April 2015 see-sawed in its weather, with a warm spell in the first week or so (till 9th, with temperatures up to around 18 degrees C in the Edinburgh area) suddenly followed by much colder weather with sleet and hail showers (10th-12th), then a slight recovery but still chilly (till 20th), then another short, pleasantly warm spell with temperatures reaching 21 C around Edinburgh on the last day (23rd), and finally another abrupt change to very chilly weather for the time of year; this continued into the start of May. Not surprisingly, insect activity was concentrated in the two warmer, sunnier spells, which also marked arrival times of migrants (Chiffchaffs and Willow Warblers in the first warm spell, Blackcaps in the second one). No species were added to the Garden’s list during the month and it remains at 746.
Birds Only 36 bird species were recorded in the Garden during April, compared with 40-plus for each month in the first quarter. No unusual species records were made. However, there was a run of six days of Buzzard sightings between 8th and 15th, with at least one bird and up to three together being seen each day. Canada Goose was reported twice (13th and 29th). House Sparrows were also recorded on two days, bringing the year’s total so far to 6 days compared with a totally blank year for the species in 2014. Six Moorhen chicks hatched on the Pond on the morning of 20th, and there was evidence of Great Spotted Woodpeckers nesting. Migrants began to arrive: the first singing Chiffchaff was heard on 1st and numbers gradually built up to at least four different singing males in different parts of the Garden by the middle of the month. A singing Willow Warbler was heard on five dates (10th, 15th, 17th, 25th, 26th) but, as is typical for the Garden, this seemed to be a bird or birds simply passing through on passage. Singing Blackcaps were heard from 17th onwards, again with numbers gradually building up till the month’s end. No hirundines were recorded. Winter visitors had obviously departed by the end of March as no lingering Redwings were seen and there was only one record of Siskin, for which 2015 has been a far poorer year in terms of sightings, with only 11 so far compared with 68 by the end of April last year (out of a year’s total of 80). The full list of species recorded was: Blackbird, Blackcap, Blue Tit, Bullfinch, Buzzard, Canada Goose, Carrion Crow, Chaffinch, Chiffchaff, Coal Tit, Dunnock, Feral Pigeon, Goldcrest, Goldfinch, Great Spotted Woodpecker, Great Tit, Greenfinch, Grey Heron, Herring Gull, House Sparrow, Jackdaw, Lesser Black-backed Gull, Long-tailed Tit, Magpie, Mallard, Moorhen, Robin, Siskin, Song Thrush, Sparrowhawk, Stock Dove, Tawny Owl, Tree Creeper, Willow Warbler, Wood Pigeon, Wren.

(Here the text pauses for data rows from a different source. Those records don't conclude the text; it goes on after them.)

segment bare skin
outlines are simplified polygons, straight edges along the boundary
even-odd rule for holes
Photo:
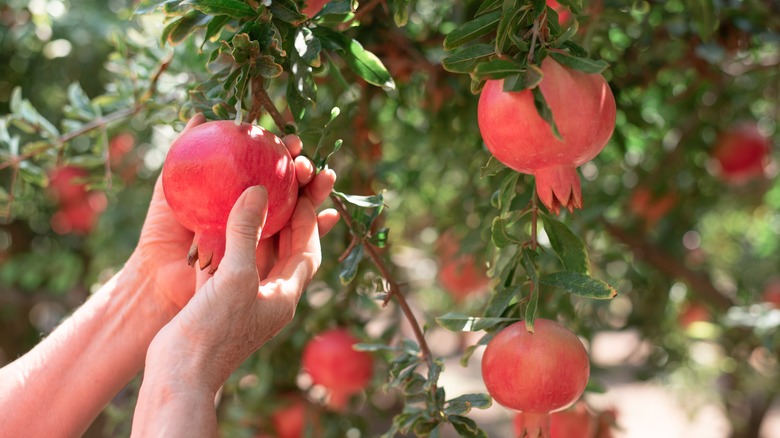
[[[195,116],[185,129],[204,121]],[[0,415],[0,437],[82,435],[144,365],[134,435],[216,435],[216,390],[292,319],[319,268],[319,237],[338,221],[333,210],[316,213],[335,173],[315,175],[298,156],[300,139],[283,140],[296,157],[302,190],[278,242],[257,243],[267,195],[261,187],[247,189],[231,212],[225,259],[208,278],[187,266],[193,235],[176,222],[158,179],[138,246],[122,270],[0,369],[0,412],[13,413]]]

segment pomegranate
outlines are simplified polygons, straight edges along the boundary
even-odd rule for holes
[[[472,254],[459,253],[460,242],[451,230],[436,243],[439,255],[439,283],[456,301],[487,290],[490,279]]]
[[[519,412],[514,418],[517,436],[522,436],[524,415]],[[588,411],[585,402],[578,402],[572,408],[550,414],[550,438],[593,438],[596,426],[596,419]]]
[[[195,233],[187,261],[214,273],[225,254],[225,227],[245,189],[268,191],[267,238],[284,227],[298,199],[295,167],[282,140],[259,126],[220,120],[187,130],[163,164],[165,199],[176,219]]]
[[[558,13],[558,22],[563,24],[569,21],[569,18],[571,18],[571,12],[569,12],[568,9],[566,9],[565,6],[562,6],[560,3],[558,3],[555,0],[547,0],[547,6],[552,8],[555,12]]]
[[[539,116],[531,90],[504,92],[489,80],[478,106],[479,130],[490,152],[508,167],[536,177],[539,199],[550,211],[582,208],[576,168],[604,149],[615,128],[615,98],[599,74],[542,61],[539,84],[561,134]]]
[[[764,286],[761,299],[775,309],[780,309],[780,277],[770,280]]]
[[[325,4],[330,0],[305,0],[306,5],[301,9],[301,13],[309,18],[319,14]]]
[[[523,413],[519,436],[550,437],[550,412],[580,398],[590,375],[588,353],[577,335],[537,319],[501,330],[482,357],[482,379],[501,405]]]
[[[317,424],[312,406],[300,397],[290,397],[288,404],[271,415],[278,438],[302,438],[307,428]]]
[[[713,152],[721,179],[744,184],[763,177],[770,149],[769,139],[758,131],[755,123],[724,132]]]
[[[89,173],[76,166],[61,166],[49,172],[49,193],[60,205],[80,202],[87,196],[87,185],[79,181]]]
[[[81,200],[62,204],[51,217],[51,228],[57,234],[89,234],[107,206],[108,199],[103,192],[89,193]]]
[[[343,409],[371,380],[374,360],[352,348],[358,342],[346,329],[335,328],[315,336],[303,350],[303,369],[315,385],[330,391],[329,404],[334,409]]]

Insects and other invertebrates: Once again there were rather few records of these because of persistent chilly weather. Five butterfly species were recorded: Comma (7th and 25th), Small White (8th, 25th), Small Tortoiseshell (10th), Peacock (10th, 21st, 25th) and Orange Tip (22nd, 23rd). First sighting dates for the two ‘whites’ (Small White and Orange Tip) were both earlier than last year (2 May and 29 April respectively). Bees and wasps were much more active and in greater variety than in March. The first Early Bumblebees (from 7th), Red-tailed Bumblebees (from 17th) and Garden Bumblebees (22nd) were seen, as were two species of mining bee (Andrena bicolor from 7th, Andrena haemorrhoa from 17th). In contrast to the two ‘white’ butterflies, the first sightings of the three bumblebees were all later than last year (12 March for both Early and Garden Bumblebees, 1 April for Red-tailed) and this was also true for Andrena haemorrhoa but not for A. bicolor which in 2014 was not noticed until the beginning of May. Common Wasp was recorded on three dates, the only ones of the year other than one on 5th January. Six species of hoverfly were recorded, mostly typical early spring species although a sighting of Striped Hoverfly on 24th seemed very early for the species (recent first dates in the Garden being 13 June in 2014 and 23 May in 2013). Seven fly species were identified and it was a notable April for Greater Bee-fly Bombylius major, with the species being recorded on five dates from 10th and up to three being seen together. It seemed to prefer blue or purple flowers such as Muscari, Scilla and Omphalodes in the Rock Garden and Woodland Garden areas. Hawthorn Shield Bug was seen once and two other bug species were recorded. Three species of ladybird were seen: Pine Ladybirds on seven occasions, Cream-spot Ladybird and 10-spot Ladybird on birch leaves on 23rd. The brassy or glossy blackish leaf beetles Phratora laticollis and P. vitellinae were both seen on new poplar leaves (22nd, 23rd) with the infestation of the latter species being particularly heavy with several beetles per leaf. Finally, young nail galls of the mite Eriophyes tiliae were spotted on very young, still expanding leaves of the lime Tilia platyphyllos on 28th, and Common Rough Woodlouse was seen on 8th.